Wednesday, September 9, 2009

Relax

In light of my big blow up yesterday, I've been thinking a lot about how I've been handling things lately and I've come to a couple conclusions.

First off, I don't want to have to look back at our early years of marriage and remember how hard things were and that instead of dealing with it and making the best out of it, I just kept losing it. That is not good. And I don't want Z to remember me as a stressed out mom.

Secondly, I need to relax. Really relax. I used to be able to take things in stride and not get worked up about things, but somewhere in between a husband and baby and 400 in-laws, I have lost my cool.

And last of all, I need to make the best of things. There are a lot of things that could be better...more money, our own house, more time together as a family, less interference from M's family, hot water....but I can deal with what we have and try harder to make them work.

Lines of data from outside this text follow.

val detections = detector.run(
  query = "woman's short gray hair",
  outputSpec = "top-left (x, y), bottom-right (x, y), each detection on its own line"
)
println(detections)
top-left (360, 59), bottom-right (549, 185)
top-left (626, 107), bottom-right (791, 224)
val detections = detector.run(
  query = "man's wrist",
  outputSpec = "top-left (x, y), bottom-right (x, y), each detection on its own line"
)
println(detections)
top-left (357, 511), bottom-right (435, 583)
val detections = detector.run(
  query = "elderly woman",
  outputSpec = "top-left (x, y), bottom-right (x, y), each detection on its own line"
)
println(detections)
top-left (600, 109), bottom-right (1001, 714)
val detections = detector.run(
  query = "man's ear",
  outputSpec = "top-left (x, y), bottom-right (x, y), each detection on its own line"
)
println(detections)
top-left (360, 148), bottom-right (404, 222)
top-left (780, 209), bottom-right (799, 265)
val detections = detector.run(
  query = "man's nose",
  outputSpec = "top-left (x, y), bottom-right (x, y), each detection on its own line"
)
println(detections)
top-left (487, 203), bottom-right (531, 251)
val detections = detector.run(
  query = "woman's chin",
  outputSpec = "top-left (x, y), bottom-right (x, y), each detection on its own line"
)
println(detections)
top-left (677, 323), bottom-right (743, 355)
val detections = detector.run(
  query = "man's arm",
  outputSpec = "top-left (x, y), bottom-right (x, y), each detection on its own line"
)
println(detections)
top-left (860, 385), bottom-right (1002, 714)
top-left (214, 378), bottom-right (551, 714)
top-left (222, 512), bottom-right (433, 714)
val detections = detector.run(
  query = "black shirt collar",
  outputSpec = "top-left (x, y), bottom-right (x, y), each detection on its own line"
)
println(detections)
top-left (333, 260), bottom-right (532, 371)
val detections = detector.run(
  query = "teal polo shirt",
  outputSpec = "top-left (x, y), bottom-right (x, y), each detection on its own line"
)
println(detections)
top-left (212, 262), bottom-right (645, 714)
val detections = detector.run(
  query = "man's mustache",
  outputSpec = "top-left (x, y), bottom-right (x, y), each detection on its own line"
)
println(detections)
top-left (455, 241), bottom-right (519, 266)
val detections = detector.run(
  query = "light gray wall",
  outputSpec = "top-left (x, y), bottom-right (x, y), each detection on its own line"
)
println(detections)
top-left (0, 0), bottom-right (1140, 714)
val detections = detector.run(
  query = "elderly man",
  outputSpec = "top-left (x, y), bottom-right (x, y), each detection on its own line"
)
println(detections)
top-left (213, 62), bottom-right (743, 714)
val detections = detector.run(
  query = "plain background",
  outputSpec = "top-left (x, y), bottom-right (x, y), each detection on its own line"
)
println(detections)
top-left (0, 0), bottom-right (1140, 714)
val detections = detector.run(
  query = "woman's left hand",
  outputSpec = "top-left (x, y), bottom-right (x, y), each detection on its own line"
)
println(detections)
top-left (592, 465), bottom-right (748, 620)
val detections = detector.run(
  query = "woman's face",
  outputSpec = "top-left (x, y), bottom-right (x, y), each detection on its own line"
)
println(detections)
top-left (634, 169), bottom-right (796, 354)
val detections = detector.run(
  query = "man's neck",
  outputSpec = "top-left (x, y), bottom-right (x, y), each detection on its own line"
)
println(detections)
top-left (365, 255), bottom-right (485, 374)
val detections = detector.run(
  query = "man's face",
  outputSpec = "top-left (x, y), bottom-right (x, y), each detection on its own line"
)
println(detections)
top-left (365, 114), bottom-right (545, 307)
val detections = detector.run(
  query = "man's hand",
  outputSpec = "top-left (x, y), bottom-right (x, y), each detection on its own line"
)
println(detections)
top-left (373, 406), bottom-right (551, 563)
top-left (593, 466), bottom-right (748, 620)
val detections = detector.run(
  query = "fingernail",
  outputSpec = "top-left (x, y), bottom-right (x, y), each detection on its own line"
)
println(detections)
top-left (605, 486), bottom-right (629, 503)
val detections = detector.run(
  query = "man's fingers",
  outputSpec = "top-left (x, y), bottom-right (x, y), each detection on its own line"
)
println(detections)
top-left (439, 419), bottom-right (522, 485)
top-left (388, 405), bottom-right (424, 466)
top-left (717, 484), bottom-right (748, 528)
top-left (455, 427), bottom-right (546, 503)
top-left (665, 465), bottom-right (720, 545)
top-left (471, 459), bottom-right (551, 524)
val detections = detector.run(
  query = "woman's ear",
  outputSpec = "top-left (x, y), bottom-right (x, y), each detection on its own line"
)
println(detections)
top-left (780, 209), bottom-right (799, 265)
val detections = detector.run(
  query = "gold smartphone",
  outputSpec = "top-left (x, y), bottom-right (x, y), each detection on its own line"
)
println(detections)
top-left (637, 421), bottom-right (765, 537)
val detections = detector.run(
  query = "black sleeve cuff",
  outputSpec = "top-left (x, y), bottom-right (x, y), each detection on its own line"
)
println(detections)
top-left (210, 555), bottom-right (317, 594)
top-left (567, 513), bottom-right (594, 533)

Of course I can deal. That's what women do right? And I can be much gentler and respectful in how I communicate with M when he's not pulling his weight.

Whew. I feel much better now. Yesterday was a rough day but I got through it and did not binge. I walked for 20 minutes to go pick up Z and we had a nice afternoon together. And today I'll be okay as well. I had oatmeal for breakfast, will have soup and salad for lunch, and do my strength training later on. I may even walk to go pick up Z again. It felt good yesterday, although my feet are hurting. I really need to wear samthing other than flip flops when I walk longer distances.